Thoughts on Ben Lerner’s 10:04

There is a different time when I wouldn’t have finished reading Ben Lerner’s 10:04. As Borges says in his Paris Review interview: “I think a writer always begins by being too complicated: He’s playing at several games at the same time.” Lerner’s games are almost a catalogue of David Lodge’s characteristic postmodern strategies of contradiction, discontinuity, excess, short circuit, all played against each other. This may be writing on the very edge of fiction, but in a different way than Rachel Cusk although there are similarities in the use of autobiography to ask questions about the nature of self and identity.

At this time I am more willing to be implicated with Lerner’s preoccupations and voice, to play along with his inventive text. I’m curious enough to want to see how he tells his story and continue to enjoy writing that enmeshes the writer in the very structure of their fiction. It is less subtle than Cusk’s trilogy and will appeal more to readers that are fascinated with games of literary production.
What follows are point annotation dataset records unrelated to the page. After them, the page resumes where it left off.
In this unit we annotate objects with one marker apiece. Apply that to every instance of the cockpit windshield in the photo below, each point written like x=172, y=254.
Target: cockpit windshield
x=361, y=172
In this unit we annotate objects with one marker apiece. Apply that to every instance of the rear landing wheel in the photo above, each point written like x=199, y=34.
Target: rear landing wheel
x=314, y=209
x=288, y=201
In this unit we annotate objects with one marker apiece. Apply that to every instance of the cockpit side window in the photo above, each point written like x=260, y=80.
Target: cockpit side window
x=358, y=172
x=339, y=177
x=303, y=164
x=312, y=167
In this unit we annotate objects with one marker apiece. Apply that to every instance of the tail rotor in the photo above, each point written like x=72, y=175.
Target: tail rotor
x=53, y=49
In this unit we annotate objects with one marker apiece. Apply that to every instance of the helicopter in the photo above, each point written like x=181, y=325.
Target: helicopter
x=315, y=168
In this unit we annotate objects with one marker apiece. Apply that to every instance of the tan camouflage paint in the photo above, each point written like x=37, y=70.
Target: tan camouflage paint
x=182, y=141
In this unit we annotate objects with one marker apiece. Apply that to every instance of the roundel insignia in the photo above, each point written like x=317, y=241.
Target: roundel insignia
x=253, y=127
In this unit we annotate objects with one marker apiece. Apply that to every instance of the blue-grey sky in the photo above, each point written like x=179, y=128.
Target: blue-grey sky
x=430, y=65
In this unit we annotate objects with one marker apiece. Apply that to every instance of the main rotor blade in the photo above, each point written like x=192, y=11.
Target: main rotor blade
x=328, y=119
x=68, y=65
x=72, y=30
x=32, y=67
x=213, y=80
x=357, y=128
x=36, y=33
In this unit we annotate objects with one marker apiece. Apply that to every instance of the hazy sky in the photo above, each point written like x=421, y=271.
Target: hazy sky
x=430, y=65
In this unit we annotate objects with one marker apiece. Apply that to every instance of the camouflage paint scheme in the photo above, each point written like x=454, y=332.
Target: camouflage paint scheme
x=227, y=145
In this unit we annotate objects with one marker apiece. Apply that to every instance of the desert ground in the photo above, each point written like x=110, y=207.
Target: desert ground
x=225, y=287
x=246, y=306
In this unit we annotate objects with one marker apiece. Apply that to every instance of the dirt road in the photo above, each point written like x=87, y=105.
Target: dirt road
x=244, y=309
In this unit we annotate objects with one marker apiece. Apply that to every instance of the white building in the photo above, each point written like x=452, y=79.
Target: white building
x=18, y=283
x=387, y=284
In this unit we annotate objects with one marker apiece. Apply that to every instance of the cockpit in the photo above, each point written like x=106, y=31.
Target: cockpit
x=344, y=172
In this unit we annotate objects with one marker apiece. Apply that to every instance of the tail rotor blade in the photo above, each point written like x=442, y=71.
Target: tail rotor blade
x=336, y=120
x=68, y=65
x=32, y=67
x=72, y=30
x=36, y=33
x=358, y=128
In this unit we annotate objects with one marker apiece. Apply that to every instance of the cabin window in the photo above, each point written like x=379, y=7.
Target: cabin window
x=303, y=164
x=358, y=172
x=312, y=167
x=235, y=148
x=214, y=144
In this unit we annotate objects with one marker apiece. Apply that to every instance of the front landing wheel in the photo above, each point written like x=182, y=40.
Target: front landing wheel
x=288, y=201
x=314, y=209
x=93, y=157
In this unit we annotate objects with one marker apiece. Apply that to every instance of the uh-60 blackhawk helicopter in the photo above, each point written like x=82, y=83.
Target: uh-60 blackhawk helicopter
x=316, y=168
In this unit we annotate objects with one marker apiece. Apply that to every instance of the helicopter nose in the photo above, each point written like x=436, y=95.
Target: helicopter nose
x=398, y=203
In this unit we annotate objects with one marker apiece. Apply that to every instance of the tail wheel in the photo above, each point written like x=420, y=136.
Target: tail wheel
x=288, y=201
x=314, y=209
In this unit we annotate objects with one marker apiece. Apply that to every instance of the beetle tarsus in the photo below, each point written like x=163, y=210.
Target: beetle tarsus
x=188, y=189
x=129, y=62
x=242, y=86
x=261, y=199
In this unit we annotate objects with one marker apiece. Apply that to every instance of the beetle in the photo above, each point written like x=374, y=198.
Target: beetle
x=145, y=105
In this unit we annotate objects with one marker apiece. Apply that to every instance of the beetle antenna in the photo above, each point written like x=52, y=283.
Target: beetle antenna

It isn’t just a book that plays games with form, otherwise I may not have finished my reading. Lerner chooses and arranges the elements that go into his story so that the past becomes an artefact of narration. The very concept of a past constructed through memory, selective by nature, suggests that the past itself is just another story, no longer accessible in its original form. That such a personal, but essentially fictional past, is integral to the creation of self-identity is also the argument Rachel Cusk makes so powerfully in her trilogy.